It is very common for abusers to not show their abusive behaviors until after they are married. Once married they seem to feel secure enough to start beating down their spouse to gain control. I've had this happen to me as well.


----------



## Mel1234 (Apr 18, 2020)

luke8787 said:


> There is nothing more to it. She always finds the negatives or bad things about my mom. One example would be we went out and it was snowing so she took a picture and posted it on facebook. All my mom said was "Those snowflakes are huge" my wife got so pissed she did not talk to me for 3 hours and that same week she threaten divorced all because of that comment. We went to marriage counseling and I brought up this issue and the therapist just went out about how a marriage is between my wife and me only, NOT mom so I was unable to talk about it again and my wife just focused on that part so she would use what he said against me.

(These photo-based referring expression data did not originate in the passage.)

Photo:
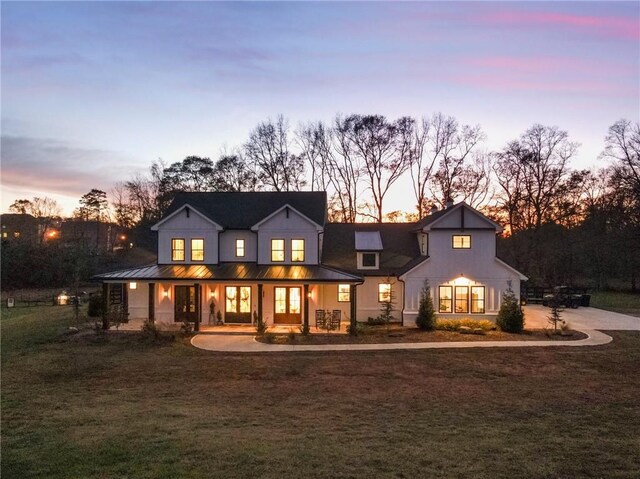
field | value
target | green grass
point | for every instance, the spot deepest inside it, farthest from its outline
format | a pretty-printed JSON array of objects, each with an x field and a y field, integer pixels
[
  {"x": 626, "y": 303},
  {"x": 80, "y": 407}
]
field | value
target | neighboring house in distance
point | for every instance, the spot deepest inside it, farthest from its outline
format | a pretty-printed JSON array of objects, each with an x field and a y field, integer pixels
[
  {"x": 275, "y": 254},
  {"x": 98, "y": 235},
  {"x": 19, "y": 227}
]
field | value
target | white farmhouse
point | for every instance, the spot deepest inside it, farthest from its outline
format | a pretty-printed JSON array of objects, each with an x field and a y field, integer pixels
[{"x": 274, "y": 255}]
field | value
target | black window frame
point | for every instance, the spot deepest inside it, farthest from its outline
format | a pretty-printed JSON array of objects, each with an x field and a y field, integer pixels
[{"x": 453, "y": 245}]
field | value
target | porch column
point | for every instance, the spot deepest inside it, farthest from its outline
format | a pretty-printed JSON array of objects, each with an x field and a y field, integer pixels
[
  {"x": 106, "y": 290},
  {"x": 196, "y": 324},
  {"x": 152, "y": 302},
  {"x": 352, "y": 295},
  {"x": 305, "y": 327},
  {"x": 125, "y": 303}
]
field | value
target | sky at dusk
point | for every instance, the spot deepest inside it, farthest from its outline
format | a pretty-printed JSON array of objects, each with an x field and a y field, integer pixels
[{"x": 94, "y": 92}]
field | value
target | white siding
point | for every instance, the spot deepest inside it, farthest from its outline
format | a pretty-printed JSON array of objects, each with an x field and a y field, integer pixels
[
  {"x": 294, "y": 226},
  {"x": 181, "y": 226}
]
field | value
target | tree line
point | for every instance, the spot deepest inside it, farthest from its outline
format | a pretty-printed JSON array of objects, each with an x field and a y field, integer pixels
[{"x": 561, "y": 224}]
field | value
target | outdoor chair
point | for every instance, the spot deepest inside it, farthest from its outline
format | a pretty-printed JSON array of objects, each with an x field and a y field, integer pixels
[{"x": 321, "y": 321}]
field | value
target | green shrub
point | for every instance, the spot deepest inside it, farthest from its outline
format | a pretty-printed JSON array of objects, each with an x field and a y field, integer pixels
[
  {"x": 426, "y": 319},
  {"x": 96, "y": 306},
  {"x": 510, "y": 317},
  {"x": 455, "y": 324}
]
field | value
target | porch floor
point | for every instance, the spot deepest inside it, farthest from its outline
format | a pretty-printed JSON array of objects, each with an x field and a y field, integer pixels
[{"x": 248, "y": 329}]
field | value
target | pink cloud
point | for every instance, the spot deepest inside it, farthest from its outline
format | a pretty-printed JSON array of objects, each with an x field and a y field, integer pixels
[{"x": 615, "y": 27}]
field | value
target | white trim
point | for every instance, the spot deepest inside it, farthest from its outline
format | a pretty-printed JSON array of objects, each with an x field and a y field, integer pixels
[
  {"x": 267, "y": 218},
  {"x": 203, "y": 216},
  {"x": 497, "y": 226},
  {"x": 511, "y": 268}
]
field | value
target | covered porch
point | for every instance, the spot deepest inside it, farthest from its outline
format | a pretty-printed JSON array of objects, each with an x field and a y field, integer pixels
[{"x": 233, "y": 296}]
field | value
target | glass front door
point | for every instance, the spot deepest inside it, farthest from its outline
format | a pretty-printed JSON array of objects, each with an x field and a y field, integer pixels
[
  {"x": 237, "y": 304},
  {"x": 185, "y": 306},
  {"x": 288, "y": 305}
]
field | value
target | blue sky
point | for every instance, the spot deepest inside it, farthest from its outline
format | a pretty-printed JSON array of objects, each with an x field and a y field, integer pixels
[{"x": 94, "y": 92}]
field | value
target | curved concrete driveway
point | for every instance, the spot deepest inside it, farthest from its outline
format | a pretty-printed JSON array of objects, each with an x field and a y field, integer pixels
[{"x": 587, "y": 320}]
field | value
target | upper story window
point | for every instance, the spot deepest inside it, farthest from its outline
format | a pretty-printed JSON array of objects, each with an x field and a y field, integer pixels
[
  {"x": 277, "y": 250},
  {"x": 368, "y": 260},
  {"x": 344, "y": 293},
  {"x": 461, "y": 241},
  {"x": 297, "y": 250},
  {"x": 384, "y": 292},
  {"x": 197, "y": 249},
  {"x": 239, "y": 248},
  {"x": 177, "y": 249}
]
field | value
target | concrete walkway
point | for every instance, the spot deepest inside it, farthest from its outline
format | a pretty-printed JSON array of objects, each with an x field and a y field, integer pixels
[{"x": 587, "y": 320}]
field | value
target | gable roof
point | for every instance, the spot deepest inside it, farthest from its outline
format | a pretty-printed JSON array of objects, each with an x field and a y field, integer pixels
[
  {"x": 188, "y": 207},
  {"x": 429, "y": 221},
  {"x": 400, "y": 247},
  {"x": 242, "y": 210},
  {"x": 286, "y": 207}
]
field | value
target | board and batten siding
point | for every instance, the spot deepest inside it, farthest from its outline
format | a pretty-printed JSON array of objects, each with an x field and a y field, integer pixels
[
  {"x": 187, "y": 228},
  {"x": 288, "y": 226}
]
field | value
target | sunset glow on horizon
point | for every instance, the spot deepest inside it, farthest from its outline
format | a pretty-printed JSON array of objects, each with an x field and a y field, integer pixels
[{"x": 93, "y": 93}]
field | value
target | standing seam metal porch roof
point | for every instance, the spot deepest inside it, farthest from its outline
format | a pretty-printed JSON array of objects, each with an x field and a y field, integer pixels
[{"x": 231, "y": 272}]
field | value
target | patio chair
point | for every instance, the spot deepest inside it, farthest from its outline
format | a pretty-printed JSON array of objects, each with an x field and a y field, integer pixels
[
  {"x": 336, "y": 316},
  {"x": 321, "y": 321}
]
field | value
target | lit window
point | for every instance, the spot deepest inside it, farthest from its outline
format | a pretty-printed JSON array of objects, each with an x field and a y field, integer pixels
[
  {"x": 477, "y": 299},
  {"x": 384, "y": 292},
  {"x": 297, "y": 250},
  {"x": 462, "y": 299},
  {"x": 445, "y": 299},
  {"x": 197, "y": 249},
  {"x": 239, "y": 248},
  {"x": 344, "y": 293},
  {"x": 177, "y": 249},
  {"x": 277, "y": 250},
  {"x": 461, "y": 241}
]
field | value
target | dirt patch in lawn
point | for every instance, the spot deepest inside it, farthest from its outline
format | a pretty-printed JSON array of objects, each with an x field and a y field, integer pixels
[{"x": 398, "y": 334}]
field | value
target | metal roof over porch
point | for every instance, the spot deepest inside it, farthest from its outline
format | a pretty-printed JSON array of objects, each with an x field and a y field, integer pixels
[{"x": 231, "y": 272}]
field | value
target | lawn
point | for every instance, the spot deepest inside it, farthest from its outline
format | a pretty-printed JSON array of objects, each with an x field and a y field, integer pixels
[
  {"x": 80, "y": 407},
  {"x": 626, "y": 303}
]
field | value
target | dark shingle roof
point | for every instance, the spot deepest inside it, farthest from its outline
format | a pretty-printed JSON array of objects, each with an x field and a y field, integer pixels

Wow that sounds crazy!! I wonder why that would make her so angry. Does your wife have mental issues? And I’m not saying that to be mean, but does she need/take medication? I just can’t imagine someone getting so angry for things that shouldn’t cause that.


----------



## Openminded (Feb 21, 2013)

While you’re deciding what to do, just see your parents without her. In-laws shouldn’t be included unless they really want to be.


----------



## luke8787 (Jul 19, 2020)

EleGirl said:


> This information is important. Your wife is trying to get you to drop all of your relationships with friends and family. It sounds like she might be sort of accepting of your father. But she has already accomplished to harm your relationships with your grand parents, your mother, your brothers, and your friends. Once she gets you to stop having any contact with them, she will probably go after your relationship with your father.
> 
> This is what abusive people do. They work to isolate their victim from friends and family. Once that is accomplished the abuser will increase their abuse to gain further control over their victim. Your wife sounds like a classic abuser. This is only going to get worse.
> 
> Has your wife ever done any of the following when she's angry: thrown/broken things, banged on walls, furniture, etc., or attacked you physically (hit, pushed, twisted your arm, put her hands around your neck, etc)? What are the most aggressive things she has done?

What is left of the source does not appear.